As the editorial states:

“Our ever more sophisticated arsenal of stars and thumbs will eventually serve to curtail serendipity, adventure, and idiotic floundering. But more immediate is the simple problem of contamination. When the voices of hundreds of strangers, or even just three shrill ones, enter our heads, a tiny but vital part of ourselves is diminished. Suddenly we’re breached, denied the pleasure of articulating our own judgment on this professor, or that meal, or this city. It’s a fundamental bit of humanness to discover, say, the Velvet Underground for the first time—to rifle through that box of records at 13 and to reach an unbiased and wholly personal verdict on those strange sounds. Is it pretty? Ugly?

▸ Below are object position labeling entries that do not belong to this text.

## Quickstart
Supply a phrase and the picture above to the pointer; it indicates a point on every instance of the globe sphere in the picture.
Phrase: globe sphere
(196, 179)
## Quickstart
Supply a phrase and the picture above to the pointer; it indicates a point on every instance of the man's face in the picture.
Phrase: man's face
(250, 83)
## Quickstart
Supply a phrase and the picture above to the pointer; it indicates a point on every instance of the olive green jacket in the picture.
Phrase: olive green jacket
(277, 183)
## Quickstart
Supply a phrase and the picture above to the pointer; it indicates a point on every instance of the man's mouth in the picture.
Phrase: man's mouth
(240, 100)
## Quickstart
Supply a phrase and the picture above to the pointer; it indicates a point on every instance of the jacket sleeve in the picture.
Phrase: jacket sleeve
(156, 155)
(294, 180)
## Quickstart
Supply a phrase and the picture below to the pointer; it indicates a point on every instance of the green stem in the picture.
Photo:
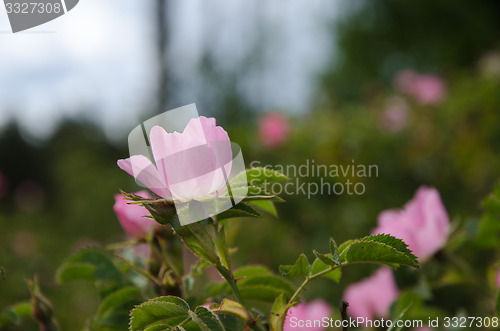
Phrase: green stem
(308, 279)
(228, 276)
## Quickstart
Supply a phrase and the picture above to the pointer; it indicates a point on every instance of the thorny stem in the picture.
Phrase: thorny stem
(308, 279)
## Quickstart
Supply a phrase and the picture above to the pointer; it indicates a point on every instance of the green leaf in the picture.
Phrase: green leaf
(380, 248)
(489, 229)
(319, 266)
(199, 241)
(114, 309)
(278, 313)
(255, 283)
(265, 205)
(206, 319)
(266, 293)
(497, 304)
(221, 248)
(168, 310)
(334, 250)
(234, 308)
(90, 264)
(400, 317)
(325, 258)
(252, 270)
(240, 210)
(15, 313)
(259, 176)
(300, 268)
(264, 287)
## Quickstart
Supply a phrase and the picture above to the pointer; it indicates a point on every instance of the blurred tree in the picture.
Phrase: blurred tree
(378, 38)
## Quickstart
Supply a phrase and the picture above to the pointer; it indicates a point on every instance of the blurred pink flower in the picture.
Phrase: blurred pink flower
(132, 217)
(423, 223)
(189, 159)
(395, 116)
(312, 311)
(373, 296)
(426, 89)
(273, 129)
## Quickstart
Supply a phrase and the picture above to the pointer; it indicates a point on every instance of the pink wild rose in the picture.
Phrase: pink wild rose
(273, 129)
(426, 89)
(423, 223)
(373, 296)
(132, 217)
(186, 165)
(307, 316)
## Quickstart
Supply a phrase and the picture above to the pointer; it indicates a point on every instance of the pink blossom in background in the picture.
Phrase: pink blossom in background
(187, 158)
(423, 223)
(373, 296)
(395, 116)
(426, 89)
(273, 129)
(132, 216)
(312, 311)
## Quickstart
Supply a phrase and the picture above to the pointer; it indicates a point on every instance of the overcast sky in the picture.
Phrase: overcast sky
(97, 61)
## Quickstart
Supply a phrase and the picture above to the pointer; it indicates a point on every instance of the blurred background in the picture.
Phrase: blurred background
(412, 87)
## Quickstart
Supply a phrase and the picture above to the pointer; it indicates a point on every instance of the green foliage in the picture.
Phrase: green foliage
(172, 313)
(256, 283)
(91, 264)
(300, 268)
(15, 313)
(489, 230)
(113, 311)
(381, 248)
(165, 311)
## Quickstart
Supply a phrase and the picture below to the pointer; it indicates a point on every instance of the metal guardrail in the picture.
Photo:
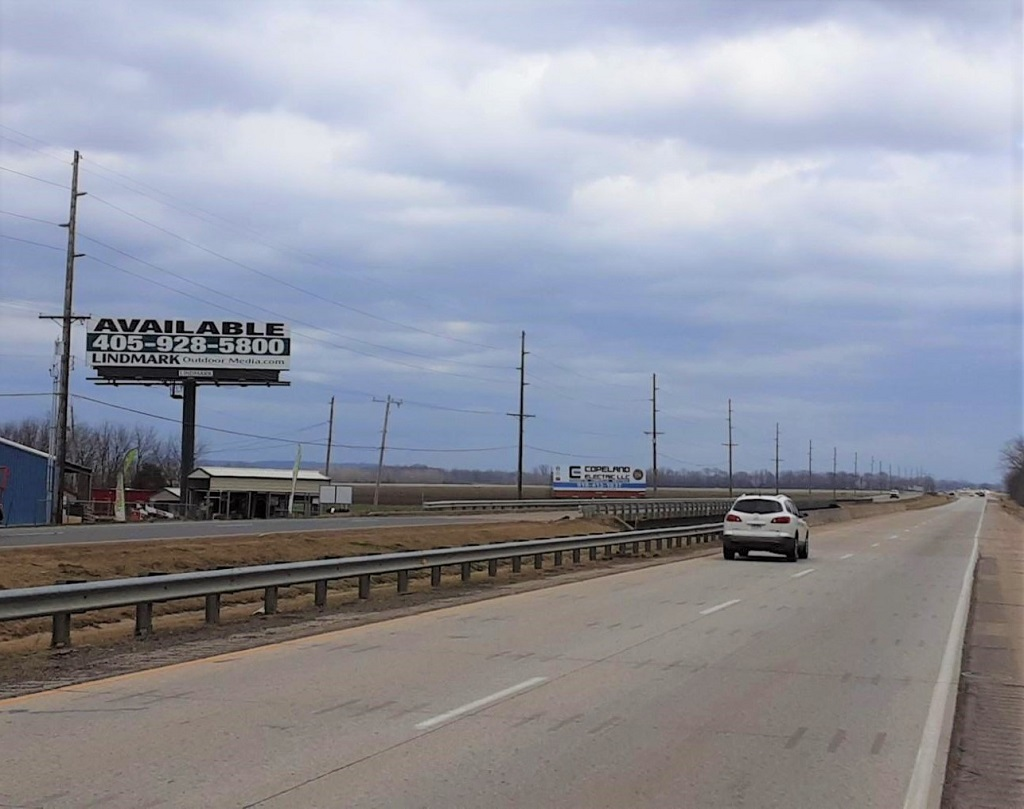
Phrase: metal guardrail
(653, 508)
(631, 510)
(60, 601)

Why are they out of tune?

There’s an essential freedom in being alone with one’s thoughts, oblivious to and unpolluted by anyone else’s. Diminish that aloneness and we start to doubt our own perspective. Do I really think Blue Bottle coffee is that great? Or Blazing Saddles that funny? Do I really not like that pizza place because it isn’t authentic New York-style? Sure, it’s entirely possible to arrive at one’s own opinion amidst a cacophony of others. But it’s also possible to bend, unknowingly and imperceptibly, toward a position not naturally our own.”

Yet I am hesitant to push this as far as the author. The reality is that all forms of review pose a sort of gamble. On the one hand, we may be spared from mediocrity. On the other, the reviewer may be either incorrect or out of line with our tastes. The fact that anyone can comment on anything these days only raises the stakes of this gamble, as we are subject to a system of review that has no other critical principle but sheer mass. This is akin what Marilynne Robinson referred to as the “tyranny of petty coercion.”

I don’t think our response to this should be to disconnect from the process of criticism and rely on the unpredictable chronology of our own experiences to dictate what is good and what is not. Instead, we need to learn how to distinguish between “petty coercion” and informed judgment. We need to become sensitive to the difference between marketing and commentary. We need to pack our rss feeds with fellow wayfarers, especially those that appear to have travelled a bit more broadly than ourselves. The reality is that good review, good criticism, saves us from the Dunning-Kruger Effect . Simply stated, this is the idea that “We’re not very good at knowing what we don’t know.”

I can’t believe I am going to end on a Pixar note, but Anton Ego said it well:

“…there are times when a critic truly risks something, and that is in the discovery and defense of the new. The world is often unkind to new talent, new creations, the new needs friends.”